The use of Suboxone has caused some problems for traditional treatment of opioid dependence, and so many practitioners in traditional AODA treatment programs see Suboxone as at best a mixed blessing.  Desperation is often required to open the addict’s mind to change, and desperation is harder to achieve when an addict has the option to leave treatment and find a practitioner who will prescribe Suboxone.  Suboxone is sometimes used ‘on the street’ by addicts who want to take time off from addiction without committing to long term sobriety.  Suboxone itself can be abused for short periods of time, until tolerance develops to the drug.  Snorting Suboxone reportedly results in a faster time of onset, without allowing the absorption of the naloxone that prevents intravenous use.  Finally, the remission model of Suboxone use implies long term use of the drug.  Chronic use of any opioid, including Suboxone, has the potential for negative effects on testosterone levels and sexual function, and the use of Suboxone is complicated when surgery is necessary.  Short- or moderate-term use of Suboxone raises a host of additional questions, including how to convert from drug-induced remission, without desperation, to sober recovery, which often requires desperation.

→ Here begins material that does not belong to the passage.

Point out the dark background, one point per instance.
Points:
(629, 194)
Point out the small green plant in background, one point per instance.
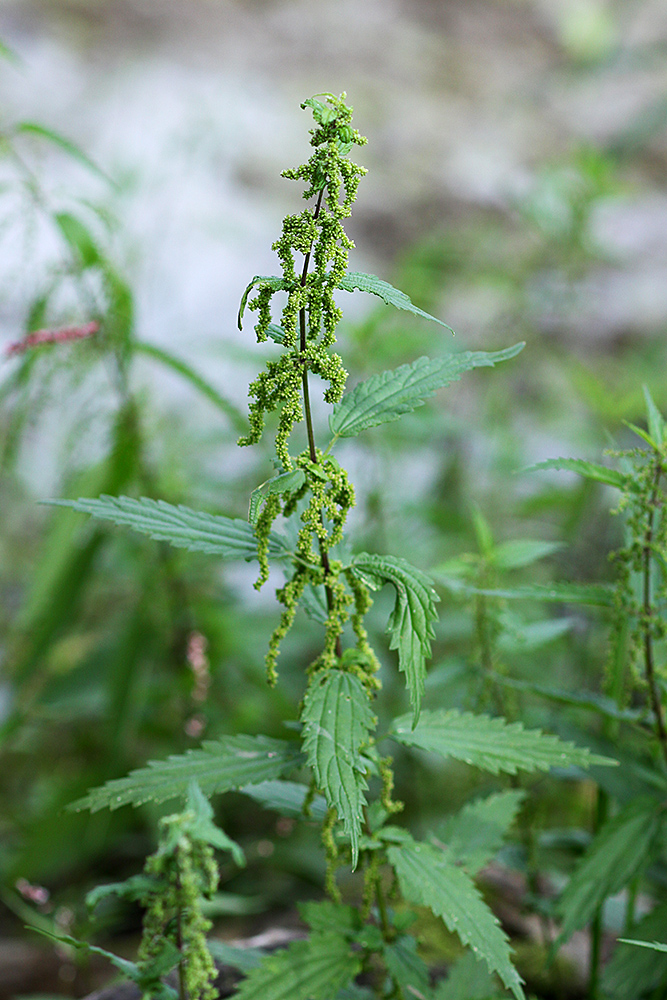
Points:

Time will tell whether or not Suboxone will work with traditional recovery, or whether there will continue to be two distinct options that are in some ways at odds with each other.  The good news is that treatment of opioid addiction has proven to be profitable for at least one pharmaceutical company, and such success will surely invite a great deal of research into addiction treatment.  At one time we had two or three treatment options for hypertension, including a drug called reserpine that would never be used for similar indications today.  Some day we will likely look back on Suboxone as the beginning of new age of addiction treatment.  But for now, the treatment community would be best served by recognizing each other’s strengths, rather than pointing out weaknesses.